9

I have a BTRFS RAID-1 filesystem with 2 legs. One disk needs to be replaced because of re-occuring read errors.

Thus, the plan is:

  1. add a 3rd leg -> result should be: 3 way mirror
  2. remove the faulty disk -> result should be: 2 way mirror

Thus, I did following steps:

btrfs dev add /dev/new_device /mnt/foo
btrfs balance /mnt/foo

I assume that btrfs does the right thing, i.e. create a 3 way mirror.

The alternative would be to use a balance filter, I guess. But since the filesystem already is a RAID-1 one, that shouldn't be necessary?

I am a bit concerned because a btrfs fi show prints this:

Before balance start:

    Total devices 3 FS bytes used 2.15TiB
    devid    1 size 2.73TiB used 2.16TiB path /dev/left
    devid    2 size 2.73TiB used 2.16TiB path /dev/right
    devid    3 size 2.73TiB used 0.00B path /dev/new_device

During balancing:

    Total devices 3 FS bytes used 2.15TiB
    devid    1 size 2.73TiB used 1.93TiB path /dev/left
    devid    2 size 2.73TiB used 1.93TiB path /dev/right
    devid    3 size 2.73TiB used 458.03GiB path /dev/new_device

I mean, this looks like btrfs balances one half of the existing RAID-1 group to a single disk ... right?

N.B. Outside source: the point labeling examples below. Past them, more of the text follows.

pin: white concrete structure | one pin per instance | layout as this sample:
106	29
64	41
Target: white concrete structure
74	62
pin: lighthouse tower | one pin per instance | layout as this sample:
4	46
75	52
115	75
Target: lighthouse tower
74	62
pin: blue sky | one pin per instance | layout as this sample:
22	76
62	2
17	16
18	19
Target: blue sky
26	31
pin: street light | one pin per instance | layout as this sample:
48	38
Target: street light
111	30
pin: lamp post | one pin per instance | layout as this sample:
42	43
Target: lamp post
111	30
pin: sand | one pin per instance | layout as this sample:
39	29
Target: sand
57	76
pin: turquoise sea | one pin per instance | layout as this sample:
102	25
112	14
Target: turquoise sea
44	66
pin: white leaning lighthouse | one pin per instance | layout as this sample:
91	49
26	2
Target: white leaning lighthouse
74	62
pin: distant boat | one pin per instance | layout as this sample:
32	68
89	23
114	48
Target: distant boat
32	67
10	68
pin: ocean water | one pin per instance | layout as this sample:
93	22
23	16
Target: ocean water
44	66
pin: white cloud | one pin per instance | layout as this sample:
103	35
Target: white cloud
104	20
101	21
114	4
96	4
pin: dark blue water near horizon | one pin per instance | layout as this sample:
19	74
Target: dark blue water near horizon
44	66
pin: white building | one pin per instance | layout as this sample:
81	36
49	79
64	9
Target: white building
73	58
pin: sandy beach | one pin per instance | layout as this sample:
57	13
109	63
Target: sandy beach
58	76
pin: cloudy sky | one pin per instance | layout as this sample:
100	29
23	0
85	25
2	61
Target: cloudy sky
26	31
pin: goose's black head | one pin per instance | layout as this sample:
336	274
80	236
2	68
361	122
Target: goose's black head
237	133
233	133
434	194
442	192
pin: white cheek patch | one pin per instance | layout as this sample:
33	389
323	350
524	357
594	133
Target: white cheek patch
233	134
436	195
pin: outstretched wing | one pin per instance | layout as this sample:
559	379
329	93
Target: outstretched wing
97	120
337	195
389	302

Thus, my question, do I need to specify a balance filter to get a 3-way mirror?

PS: Does btrfs even support n-way mirrors? A note in the btrfs wiki says that it does not - but perhaps it is outdated? Oh boy, cks has a pretty recent article on the 2-way limit.

maxschlepzig
  • 57,532

3 Answers3

14

Currently, btrfs does not support n-way mirrors.

Btrfs does have a special replace subcommand:

btrfs replace start /dev/left /dev/new_device /mnt/foo

Reading between the lines of the btrfs-replace man page, this command should be able to use both existing legs - e.g. for situations where both legs have read errors - but both error sets are disjoint.

The btrfs replace command is executed in the background - you can check its status via the status subcommand, e.g.:

btrfs replace status /mnt/foo
45.4% done, 0 write errs, 0 uncorr. read errs

Alternatively, one can also add a device to raid-1 filesytem and then delete an existing leg:

btrfs dev add /dev/mapper/new_device /mnt/foo
btrfs dev delete /dev/mapper/right  /mnt/foo

The add should return fast, since it justs adds the device (issue a btrfs fi show to confirm).

The following delete should trigger a balancing between the remaining devices such that each extend is available on each remaining device. Thus, the command is potentially very long running. This method also works to deal with the situation described in the question.

In comparison with btrfs replace the add/delete cycle spams the syslog with low-level info messages. Also, it takes much longer to finish (e.g. 2-3 times longer, in my test system with 3 TB SATA drives, 80 % FS usage).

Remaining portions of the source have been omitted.